# Cross Validation for Tuned Neural Network Model

### 0. Read Data from Prev Notebook

In [1]:
import pandas as pd

df = pd.read_csv('data-stage2.csv')
df

Unnamed: 0,category,amt,is_fraud,hour,trans_count_7d,trans_count_30d,time_diff
0,misc_net,4.97,0,1,0.0,0.0,0.000000
1,grocery_pos,107.23,0,1,0.0,0.0,0.000000
2,entertainment,220.11,0,1,0.0,0.0,0.000000
3,gas_transport,45.00,0,1,0.0,0.0,0.000000
4,misc_pos,41.96,0,1,0.0,0.0,0.000000
...,...,...,...,...,...,...,...
1852389,health_fitness,43.77,0,1,39.0,167.0,4.619444
1852390,kids_pets,111.84,0,1,62.0,272.0,2.706389
1852391,kids_pets,86.88,0,1,67.0,277.0,0.201111
1852392,travel,7.99,0,1,36.0,192.0,3.340278


### 1. Scaling and Encoding

In [2]:
from sklearn.compose import ColumnTransformer
from sklearn.compose import make_column_selector
from sklearn.preprocessing import MinMaxScaler, OneHotEncoder
from sklearn import set_config

preprocessor = ColumnTransformer(
    transformers=[
        ("num", MinMaxScaler(), make_column_selector(dtype_include="float64")),
        ("cat", OneHotEncoder(), make_column_selector(dtype_include="object")),
    ],
    remainder='passthrough'
)

set_config(display="diagram")

preprocessor

In [3]:
X = preprocessor.fit_transform(df.drop(columns=['is_fraud']))
y = df[['is_fraud']]

### 2. Create Neural Network Model with the Best Set of Hyper-parameters

Please refer to `hyperparameter_tuning_v2.ipynb` for how we get the hyper-parameters by using Keras Tuner.

In [6]:
import numpy as np
import tensorflow as tf
from tensorflow import keras
from tensorflow.keras import layers

In [7]:
model = keras.models.Sequential([keras.Input(shape=(19),)])

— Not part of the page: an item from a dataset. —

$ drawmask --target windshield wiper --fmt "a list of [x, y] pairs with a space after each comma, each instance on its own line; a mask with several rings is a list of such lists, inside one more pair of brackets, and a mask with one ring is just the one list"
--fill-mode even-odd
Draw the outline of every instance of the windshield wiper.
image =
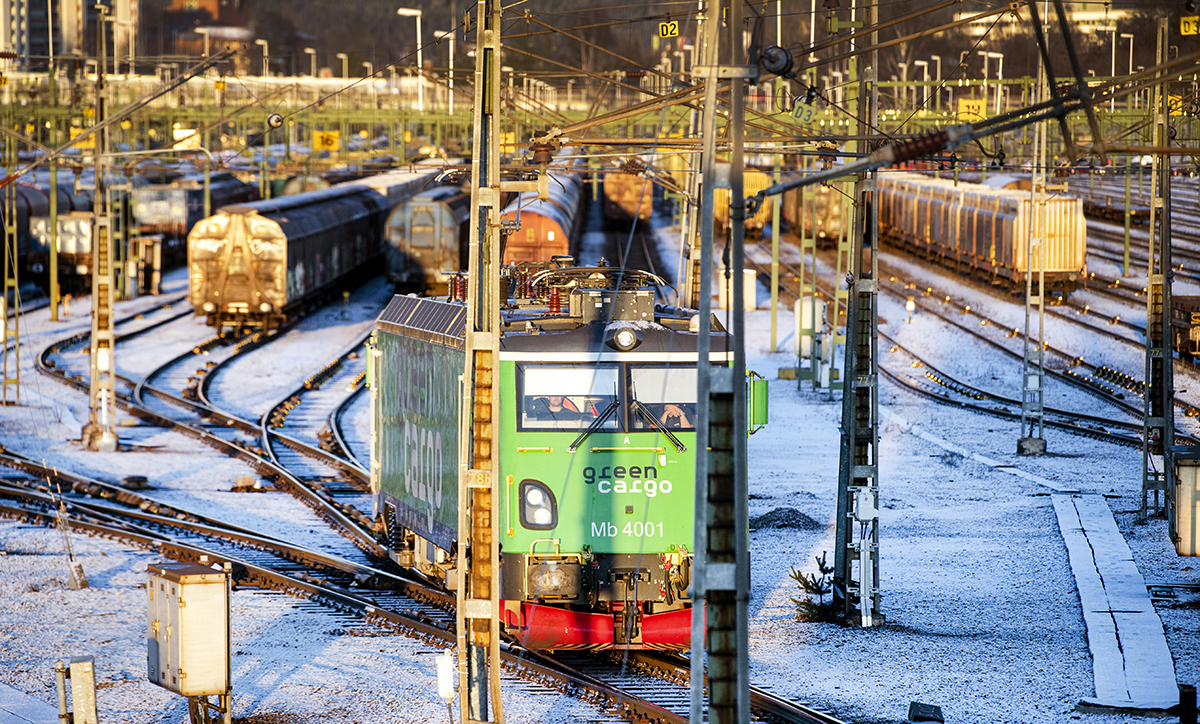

layer1_num_units = np.ceil(.9*19)
layer2_num_units = np.ceil(.8*layer1_num_units)
layer3_num_units = np.ceil(.6*layer2_num_units)
layer4_num_units = np.ceil(.7*layer3_num_units)

# Create hidden layers
model.add(
    layers.Dense(
        units=layer1_num_units,
        activation="relu",
    )
)

model.add(
   layers.Dense(
        units=layer2_num_units,
        activation="relu",
    )
)

model.add(
   layers.Dense(
        units=layer3_num_units,
        activation="relu",
    )
)

model.add(
   layers.Dense(
        units=layer4_num_units,
        activation="relu",
    )
)

# Single output layer
model.add(
    layers.Dense(
        units=1, 
        activation="sigmoid"
    )
)

# Compile model, tune learning rate
model.compile(
    optimizer=keras.optimizers.SGD(1e-2),
    loss=keras.losses.BinaryCrossentropy(), 
    metrics=[
        keras.metrics.BinaryAccuracy(name="accuracy"),
        keras.metrics.Precision(name="precision"),
        keras.metrics.Recall(name="recall")
    ]
)


## 3. 5-fold Cross Validation

In [9]:
from imblearn.over_sampling import SMOTE

# oversampling (using training set)
smote = SMOTE(n_jobs=-1)

In [None]:
# k-fold Cross Validation

from sklearn.model_selection import KFold
kf = KFold(n_splits=5, shuffle = True)

i = 0
for train_i, test_i in kf.split(X):
    start_train, stop_train = train_i[0], train_i[-1]+1
    start_test, stop_test = test_i[0], test_i[-1]+1
    
    x_train, y_train = X[start_train:stop_train], y[start_train:stop_train],
    x_test, y_test = X[start_test:stop_test], y[start_test:stop_test]
    x_train_smote, y_train_smote = smote.fit_resample(x_train, y_train)
    
    history = model.fit(
        x_train_smote,
        y_train_smote,
        epochs=50,
        validation_data=(x_test, y_test),
        use_multiprocessing=True
    )
    i += 1
    print("\n=====", i, "=====")
    print("Evaluate on test data")
    results = model.evaluate(x_test, y_test)
    print("loss, accuracy, precision, recall:", results, "\n\n")